Arguing that the so-called Lawsuit Abuse Reduction Act would have prevented Brown v. Board of Education from going forward, CCL President Robert S. Peck told a House Judiciary subcommittee that the bill would “expose Americans to more harmful products and misconduct by diminishing the opportunity to hold those responsible accountable,” “add to the cost of litigation, not lower it,” while raising profound separation of powers issues by virtue of its attempt to amend a rule of civil procedure directly, rather than through the Rules Enabling Act, which makes the judiciary primarily responsible for the promulgation of procedural rules.

The bill, H.R. 758, attempts to roll back the present version of Rule 11, adopted in 1993, to reinstate the language it had in 1983, when sanctions were mandatory, rather than discretionary. Even the strongest judicial advocates of mandatory sanctions, receded from that support based on experience that showed that Rule 11 motions were brought primarily for tactical reasons that only multiplied proceedings, caused waste and delay, and increased tensions between parties, making the job of judges harder, Peck told the Subcommittee on the Constitution and Civil Justice.  The bill is also opposed by the Judicial Conference of the United States, the governing body of the federal courts, as well as the American Bar Association.  A 2005 poll of judges, conducted by the Federal Judicial Center, found 87 percent favored the current rule, while only five percent wanted a return to the 1983 version.
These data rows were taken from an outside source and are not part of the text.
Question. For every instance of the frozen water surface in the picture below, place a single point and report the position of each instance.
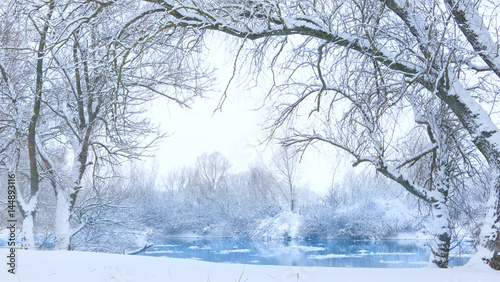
(317, 252)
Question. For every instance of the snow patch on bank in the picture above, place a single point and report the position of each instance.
(55, 266)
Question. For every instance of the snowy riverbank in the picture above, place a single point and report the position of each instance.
(55, 266)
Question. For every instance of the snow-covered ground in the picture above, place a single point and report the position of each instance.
(55, 266)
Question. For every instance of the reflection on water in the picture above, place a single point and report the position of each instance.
(317, 252)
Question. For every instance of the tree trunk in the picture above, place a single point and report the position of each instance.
(28, 234)
(441, 244)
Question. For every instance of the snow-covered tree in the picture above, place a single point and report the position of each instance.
(437, 51)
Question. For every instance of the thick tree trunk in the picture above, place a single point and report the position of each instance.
(28, 233)
(440, 246)
(63, 232)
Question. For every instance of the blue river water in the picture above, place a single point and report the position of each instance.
(317, 252)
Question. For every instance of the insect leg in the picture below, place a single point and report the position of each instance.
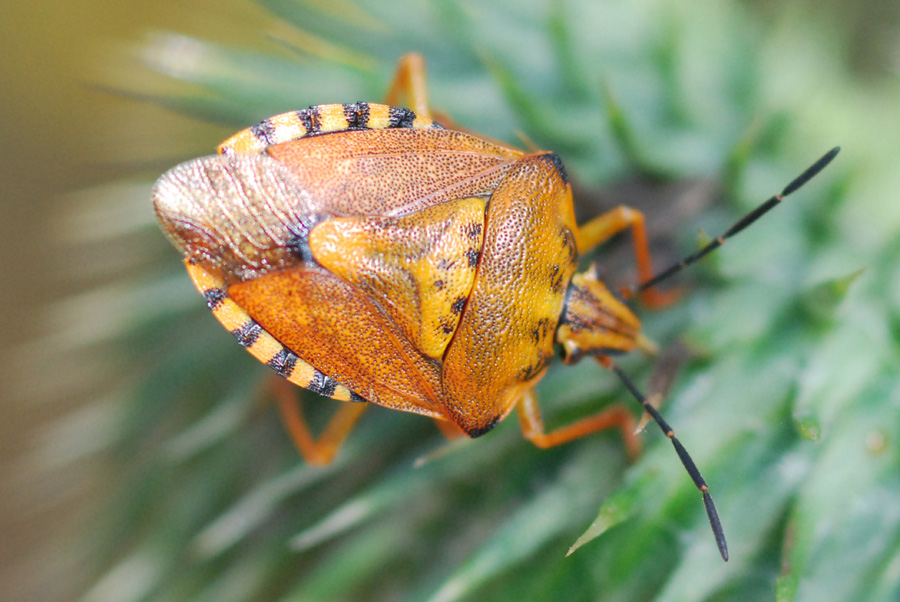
(410, 83)
(319, 451)
(615, 416)
(611, 223)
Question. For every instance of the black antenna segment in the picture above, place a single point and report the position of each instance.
(683, 455)
(743, 222)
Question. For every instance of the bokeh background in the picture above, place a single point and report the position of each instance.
(105, 415)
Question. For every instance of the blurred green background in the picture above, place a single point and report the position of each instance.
(135, 464)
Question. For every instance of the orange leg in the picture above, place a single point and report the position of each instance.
(409, 83)
(613, 416)
(612, 222)
(319, 451)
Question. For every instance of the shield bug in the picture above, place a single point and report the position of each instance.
(371, 255)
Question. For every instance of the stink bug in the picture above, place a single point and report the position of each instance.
(368, 254)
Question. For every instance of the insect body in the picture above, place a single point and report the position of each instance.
(368, 254)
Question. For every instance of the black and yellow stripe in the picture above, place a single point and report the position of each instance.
(262, 345)
(322, 119)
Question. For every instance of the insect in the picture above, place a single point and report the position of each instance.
(368, 254)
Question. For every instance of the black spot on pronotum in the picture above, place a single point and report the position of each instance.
(283, 363)
(247, 334)
(357, 115)
(400, 117)
(473, 257)
(214, 297)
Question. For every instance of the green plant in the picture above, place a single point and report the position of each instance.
(791, 408)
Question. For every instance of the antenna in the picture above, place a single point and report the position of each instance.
(743, 222)
(683, 454)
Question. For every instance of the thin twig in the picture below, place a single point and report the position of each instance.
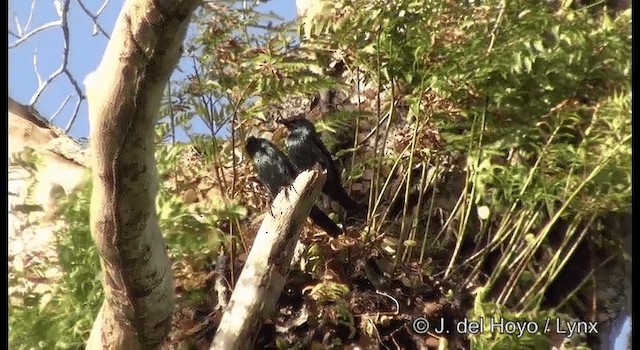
(43, 27)
(94, 18)
(33, 5)
(494, 31)
(62, 105)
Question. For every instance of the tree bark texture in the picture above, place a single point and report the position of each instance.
(124, 95)
(267, 267)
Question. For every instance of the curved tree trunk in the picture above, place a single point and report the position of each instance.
(124, 95)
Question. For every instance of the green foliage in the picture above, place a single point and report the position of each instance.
(60, 315)
(500, 328)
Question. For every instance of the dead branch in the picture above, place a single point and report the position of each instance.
(22, 35)
(267, 267)
(124, 95)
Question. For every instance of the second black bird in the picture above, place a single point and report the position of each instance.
(305, 149)
(275, 171)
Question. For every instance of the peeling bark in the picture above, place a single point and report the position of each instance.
(267, 267)
(124, 95)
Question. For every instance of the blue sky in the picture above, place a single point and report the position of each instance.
(85, 53)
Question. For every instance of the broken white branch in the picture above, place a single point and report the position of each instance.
(267, 267)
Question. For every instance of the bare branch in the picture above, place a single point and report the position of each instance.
(63, 69)
(35, 66)
(94, 18)
(33, 5)
(102, 7)
(267, 267)
(43, 27)
(73, 116)
(18, 27)
(64, 103)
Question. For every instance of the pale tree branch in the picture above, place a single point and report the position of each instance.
(267, 267)
(124, 96)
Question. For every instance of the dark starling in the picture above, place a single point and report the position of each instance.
(275, 171)
(305, 149)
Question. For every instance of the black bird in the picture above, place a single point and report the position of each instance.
(305, 149)
(275, 171)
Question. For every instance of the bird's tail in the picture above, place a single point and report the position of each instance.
(321, 219)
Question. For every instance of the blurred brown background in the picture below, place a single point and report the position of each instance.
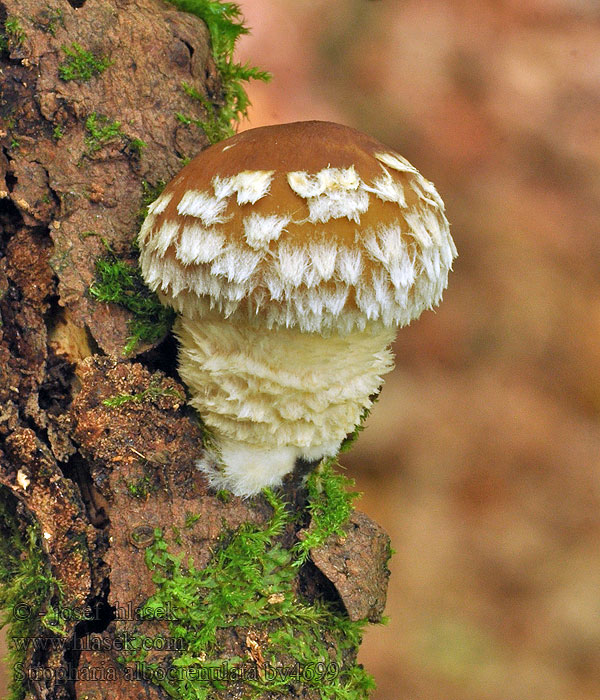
(482, 458)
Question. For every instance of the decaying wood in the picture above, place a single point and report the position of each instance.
(66, 456)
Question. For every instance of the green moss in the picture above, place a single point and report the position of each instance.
(330, 505)
(225, 25)
(100, 131)
(81, 65)
(121, 283)
(26, 585)
(150, 394)
(250, 584)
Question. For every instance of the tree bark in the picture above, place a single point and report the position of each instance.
(97, 479)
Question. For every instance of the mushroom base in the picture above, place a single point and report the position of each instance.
(270, 397)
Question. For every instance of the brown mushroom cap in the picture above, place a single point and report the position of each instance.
(311, 225)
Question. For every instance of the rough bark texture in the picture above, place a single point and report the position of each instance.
(76, 465)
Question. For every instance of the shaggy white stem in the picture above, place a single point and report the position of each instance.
(271, 396)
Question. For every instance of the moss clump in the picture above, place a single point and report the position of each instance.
(81, 65)
(121, 283)
(153, 392)
(100, 131)
(26, 585)
(250, 584)
(330, 505)
(225, 25)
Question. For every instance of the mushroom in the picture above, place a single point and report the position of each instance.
(291, 254)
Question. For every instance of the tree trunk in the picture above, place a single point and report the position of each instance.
(100, 104)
Peck’s reference to Brown v. Board of Education was supported by a 1988 article by U.S. District Court Judge Robert Carter, a member of the legal team in Brown, who believed that the case would not have gotten past a Rule 11 motion under the 1983 rule. Noting that judges have ample authority to sanction baseless filings, Peck said that judicial discretion is necessary because different violations warrant different remedies. Peck concluded his remarks by quoting University of Pennsylvania Professor Stephen Burbank, who described the decade-long experience under the 1983 rule as an “irresponsible experiment with court access,” and urged Congress to reject the bill for the reason that the Judicial Conference had interred the 1983 rule.